The Man of Steel # 3Editora: DC Comics – Minissérie em seis edições

Autores: John Byrne (roteiro e desenhos), Dick Giordano (arte-final) e Tom Zuiko (cores).

Preço: US$ 0,75

Número de páginas: 32

Data de lançamento: Agosto de 1986

Sinopse

Continua a saga da nova origem do Homem de Aço por John Byrne. No início de suas atividades, o Superman vai a Gotham City com um objetivo especial bem definido: confrontar Batman e entregá-lo às autoridades.

Mas logo o defensor de Metrópolis e o Cavaleiro das Trevas unirão forças contra a letal supervilã Magpie.

Positivo/Negativo

Quando planejou a minissérie Batman – O Cavaleiro das Trevas , o roteirista e ilustrador Frank Miller já tinha estabelecido que um dos elementos centrais da narrativa seria a oposição entre o Homem-Morcego e seu antigo aliado Superman.

Na visão de Miller, duas figuras heroicas tão distintas não poderiam atuar como amigos, e o confronto era inevitável.
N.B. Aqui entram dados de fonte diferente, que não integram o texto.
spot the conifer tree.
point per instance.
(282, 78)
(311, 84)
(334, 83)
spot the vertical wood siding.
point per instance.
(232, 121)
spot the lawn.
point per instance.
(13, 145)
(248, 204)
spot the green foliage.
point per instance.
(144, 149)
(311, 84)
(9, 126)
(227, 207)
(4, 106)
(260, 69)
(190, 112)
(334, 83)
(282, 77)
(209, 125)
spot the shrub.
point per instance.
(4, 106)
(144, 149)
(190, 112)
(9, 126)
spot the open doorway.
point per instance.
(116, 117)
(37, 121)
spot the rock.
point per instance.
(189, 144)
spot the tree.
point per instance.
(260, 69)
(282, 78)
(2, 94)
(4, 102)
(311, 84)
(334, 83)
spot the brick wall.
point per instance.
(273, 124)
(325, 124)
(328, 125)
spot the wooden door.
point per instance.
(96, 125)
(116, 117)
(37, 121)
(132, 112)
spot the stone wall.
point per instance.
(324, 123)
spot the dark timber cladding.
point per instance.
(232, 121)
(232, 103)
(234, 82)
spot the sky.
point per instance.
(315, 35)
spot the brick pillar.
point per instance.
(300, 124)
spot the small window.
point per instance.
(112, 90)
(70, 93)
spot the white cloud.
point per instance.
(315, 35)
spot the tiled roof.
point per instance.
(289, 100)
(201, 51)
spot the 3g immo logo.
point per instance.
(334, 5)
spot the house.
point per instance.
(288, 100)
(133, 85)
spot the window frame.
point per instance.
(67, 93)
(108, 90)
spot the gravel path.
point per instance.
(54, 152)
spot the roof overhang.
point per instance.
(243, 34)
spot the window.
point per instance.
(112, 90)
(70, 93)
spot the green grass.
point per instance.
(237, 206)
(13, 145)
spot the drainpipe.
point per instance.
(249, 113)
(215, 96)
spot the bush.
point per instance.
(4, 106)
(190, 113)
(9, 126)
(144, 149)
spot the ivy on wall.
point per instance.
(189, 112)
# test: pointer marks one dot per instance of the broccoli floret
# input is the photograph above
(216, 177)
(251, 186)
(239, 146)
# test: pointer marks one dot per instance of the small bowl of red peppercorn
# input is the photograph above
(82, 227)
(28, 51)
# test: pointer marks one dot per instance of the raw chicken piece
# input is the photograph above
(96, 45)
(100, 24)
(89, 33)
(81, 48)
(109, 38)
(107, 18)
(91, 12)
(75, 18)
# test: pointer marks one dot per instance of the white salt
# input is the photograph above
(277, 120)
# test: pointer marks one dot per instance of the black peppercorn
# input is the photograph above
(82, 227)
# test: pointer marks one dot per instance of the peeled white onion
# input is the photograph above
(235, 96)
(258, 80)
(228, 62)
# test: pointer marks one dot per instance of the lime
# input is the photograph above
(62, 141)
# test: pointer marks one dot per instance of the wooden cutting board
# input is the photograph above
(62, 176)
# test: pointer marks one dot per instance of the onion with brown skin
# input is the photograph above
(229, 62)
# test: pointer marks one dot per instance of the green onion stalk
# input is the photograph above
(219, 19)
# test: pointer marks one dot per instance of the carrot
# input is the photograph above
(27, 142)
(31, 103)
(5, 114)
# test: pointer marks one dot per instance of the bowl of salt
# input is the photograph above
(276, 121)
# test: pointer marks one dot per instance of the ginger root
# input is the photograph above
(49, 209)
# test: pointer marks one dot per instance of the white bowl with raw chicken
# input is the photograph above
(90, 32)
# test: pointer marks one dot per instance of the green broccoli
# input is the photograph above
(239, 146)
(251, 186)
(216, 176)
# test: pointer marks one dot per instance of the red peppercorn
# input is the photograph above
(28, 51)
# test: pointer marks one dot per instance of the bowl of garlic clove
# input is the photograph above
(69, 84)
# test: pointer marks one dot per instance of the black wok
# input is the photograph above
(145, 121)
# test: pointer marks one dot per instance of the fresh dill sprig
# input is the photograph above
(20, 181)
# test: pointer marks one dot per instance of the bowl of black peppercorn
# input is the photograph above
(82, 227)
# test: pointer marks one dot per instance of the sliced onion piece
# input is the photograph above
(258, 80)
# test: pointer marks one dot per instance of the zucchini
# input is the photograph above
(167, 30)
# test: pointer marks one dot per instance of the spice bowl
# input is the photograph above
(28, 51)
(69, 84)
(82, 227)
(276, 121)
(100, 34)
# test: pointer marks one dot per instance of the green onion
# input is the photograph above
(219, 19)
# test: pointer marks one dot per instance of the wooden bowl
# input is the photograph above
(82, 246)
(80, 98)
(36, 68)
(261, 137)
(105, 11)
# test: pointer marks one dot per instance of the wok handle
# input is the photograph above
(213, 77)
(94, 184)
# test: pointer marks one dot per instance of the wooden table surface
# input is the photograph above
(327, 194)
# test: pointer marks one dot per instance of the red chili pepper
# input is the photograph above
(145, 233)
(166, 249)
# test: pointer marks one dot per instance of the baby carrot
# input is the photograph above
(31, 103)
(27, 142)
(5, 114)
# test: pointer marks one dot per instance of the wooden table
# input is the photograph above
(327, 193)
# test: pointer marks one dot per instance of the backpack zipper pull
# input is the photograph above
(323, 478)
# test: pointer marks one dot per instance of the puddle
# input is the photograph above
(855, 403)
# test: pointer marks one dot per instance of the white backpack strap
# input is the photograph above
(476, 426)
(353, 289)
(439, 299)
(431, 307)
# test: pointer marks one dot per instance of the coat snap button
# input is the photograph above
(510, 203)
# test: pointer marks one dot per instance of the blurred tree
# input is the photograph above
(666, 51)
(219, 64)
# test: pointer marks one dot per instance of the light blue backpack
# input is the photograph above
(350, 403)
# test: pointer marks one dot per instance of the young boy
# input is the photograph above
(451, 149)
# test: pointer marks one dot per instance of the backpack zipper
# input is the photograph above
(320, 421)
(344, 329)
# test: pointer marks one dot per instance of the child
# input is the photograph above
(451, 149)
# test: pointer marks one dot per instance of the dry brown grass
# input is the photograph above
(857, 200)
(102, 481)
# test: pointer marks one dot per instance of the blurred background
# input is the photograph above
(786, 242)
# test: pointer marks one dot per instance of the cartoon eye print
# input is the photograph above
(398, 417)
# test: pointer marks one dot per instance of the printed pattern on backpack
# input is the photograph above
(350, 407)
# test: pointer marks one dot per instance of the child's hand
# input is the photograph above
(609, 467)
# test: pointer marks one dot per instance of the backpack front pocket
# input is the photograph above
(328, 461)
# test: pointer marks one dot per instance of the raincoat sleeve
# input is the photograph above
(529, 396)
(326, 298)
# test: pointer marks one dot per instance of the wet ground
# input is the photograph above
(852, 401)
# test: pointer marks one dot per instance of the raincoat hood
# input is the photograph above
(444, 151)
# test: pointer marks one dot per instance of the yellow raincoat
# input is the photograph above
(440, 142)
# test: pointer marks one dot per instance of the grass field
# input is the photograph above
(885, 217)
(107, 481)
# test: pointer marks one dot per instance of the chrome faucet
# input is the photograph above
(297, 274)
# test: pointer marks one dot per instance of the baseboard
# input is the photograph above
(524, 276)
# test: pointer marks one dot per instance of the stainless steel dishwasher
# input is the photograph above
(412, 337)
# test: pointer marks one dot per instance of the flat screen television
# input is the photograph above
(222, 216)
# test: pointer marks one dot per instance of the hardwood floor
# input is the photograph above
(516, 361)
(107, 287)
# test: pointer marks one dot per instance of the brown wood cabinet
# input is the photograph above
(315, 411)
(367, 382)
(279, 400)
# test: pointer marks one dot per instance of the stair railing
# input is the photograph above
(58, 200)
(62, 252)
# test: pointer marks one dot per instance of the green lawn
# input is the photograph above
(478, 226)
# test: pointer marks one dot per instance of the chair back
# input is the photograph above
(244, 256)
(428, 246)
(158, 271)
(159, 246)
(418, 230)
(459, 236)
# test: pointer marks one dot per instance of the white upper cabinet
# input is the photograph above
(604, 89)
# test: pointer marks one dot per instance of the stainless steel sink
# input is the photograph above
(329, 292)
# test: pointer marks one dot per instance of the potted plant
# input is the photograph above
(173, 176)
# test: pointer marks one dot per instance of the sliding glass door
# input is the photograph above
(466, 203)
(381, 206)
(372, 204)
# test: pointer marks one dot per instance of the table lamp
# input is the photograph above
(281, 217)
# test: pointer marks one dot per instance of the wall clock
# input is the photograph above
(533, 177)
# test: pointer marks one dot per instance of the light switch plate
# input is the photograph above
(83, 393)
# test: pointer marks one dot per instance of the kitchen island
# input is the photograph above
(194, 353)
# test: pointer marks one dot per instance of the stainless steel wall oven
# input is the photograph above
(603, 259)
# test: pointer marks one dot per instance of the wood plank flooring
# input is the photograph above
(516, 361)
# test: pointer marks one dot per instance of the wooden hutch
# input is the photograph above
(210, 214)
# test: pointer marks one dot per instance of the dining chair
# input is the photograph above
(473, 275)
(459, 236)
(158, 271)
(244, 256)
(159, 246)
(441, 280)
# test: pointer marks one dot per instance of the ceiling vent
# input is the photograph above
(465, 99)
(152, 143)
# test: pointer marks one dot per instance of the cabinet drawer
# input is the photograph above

Já o talentoso John Byrne, na mesma época encarregado de reformular o Homem de Aço para os então novos tempos, trocava ideias frequentemente com o colega e aproveitou a nova dinâmica entre os Melhores do Mundo, de forma retroativa, na série The Man of Steel.

O terceiro número da revista lidou com o primeiro encontro entre Superman e Batman, suas abordagens diferentes no combate ao crime e o relacionamento que viria a marcar os dois super-heróis mais tradicionais do mundo dos quadrinhos. O resultado é uma história empolgante, que definiu novos rumos para o Universo DC e permanece como um dos pontos mais inspirados dessa jornada.

The Man of Steel foi a aposta da DC num dos talentos mais aclamados dos quadrinhos durante a década de 1980 para redefinir seu maior ícone, com liberdade criativa e um aparato de marketing grandioso. Byrne eliminou a bagagem cronológica do Superman que considerava redundante, diminuiu o seu nível de poder quase divino e buscou aproximar o personagem dos ideais dos criadores Jerry Siegel e Joe Shuster, mas bem formatados para os novos tempos.

A empreitada foi bem-sucedida e fincou seu espaço no imaginário coletivo, por meio de reformulações posteriores e adaptações a outras mídias. E o destaque foi o trabalho do autor nas personalidades marcantes do elenco de coadjuvantes e dos super-heróis da editora, garantindo um frescor renovado a suas aventuras.

Se muitas das decisões de Byrne ainda dividem opiniões, a nova dinâmica entre Superman e Batman figura como um acerto justamente por sugerir um senso de mudança e evolução em seus universos.

Conforme idealizado por John Byrne, Superman e Batman não parecem amigos íntimos, tampouco oponentes mortais. Eles agem, sim, como heróis determinados e eficientes, os mais capazes em suas respectivas áreas de atuação, mas cujas visões de mundo diferentes os colocam em rota de colisão.

O mais legal para quem acompanhou os gibis da época foi seguir o amadurecimento dessa relação, da desconfiança e admiração mútua para uma noção de companheirismo e, enfim, amizade verdadeira. O tema foi explorado em seus títulos próprios, na revista da Liga da Justiça e em projetos especiais, culminando, décadas mais, tarde em eventos como Torre de Babel e Crise Infinita, que – novamente – mudaram os rumos do “Universo Original”.

Por outro lado, a vilã criada por Byrne para marcar o início da parceria heroica disfuncional estava longe de ser memorável, e foi uma de suas contribuições para o mito que não vingaram. Magpie jamais figurará numa lista de personagens mais queridas do público, enfim.

Em termos de arte e narrativa visual, Byrne arrebenta em The Man of Steel.

É interessante contrastar a visão consagrada de John Byrne com os Melhores do Mundo ao trabalho vigoroso de nomes mais recentes, como Mark Waid e Grant Morrison, que interpretam essa dinâmica de personagens de forma bem original e diferenciada.

Na fase pós-reboot da DC, Morrison apresenta um jovem Superman disposto a mudar o mundo, campeão do homem comum e carregado de idealismo, brincando com as expectativas do público que imaginava conhecê-lo tão bem.

Talvez esteja aí o trunfo maior dos super-heróis, que resistem há décadas e seguem encantando gerações. Eles continuam sendo reinventados para tempos diferentes com características que melhor se adaptem a cada contexto, sem perder a essência. E isto, sem dúvida, é só para “os melhores”.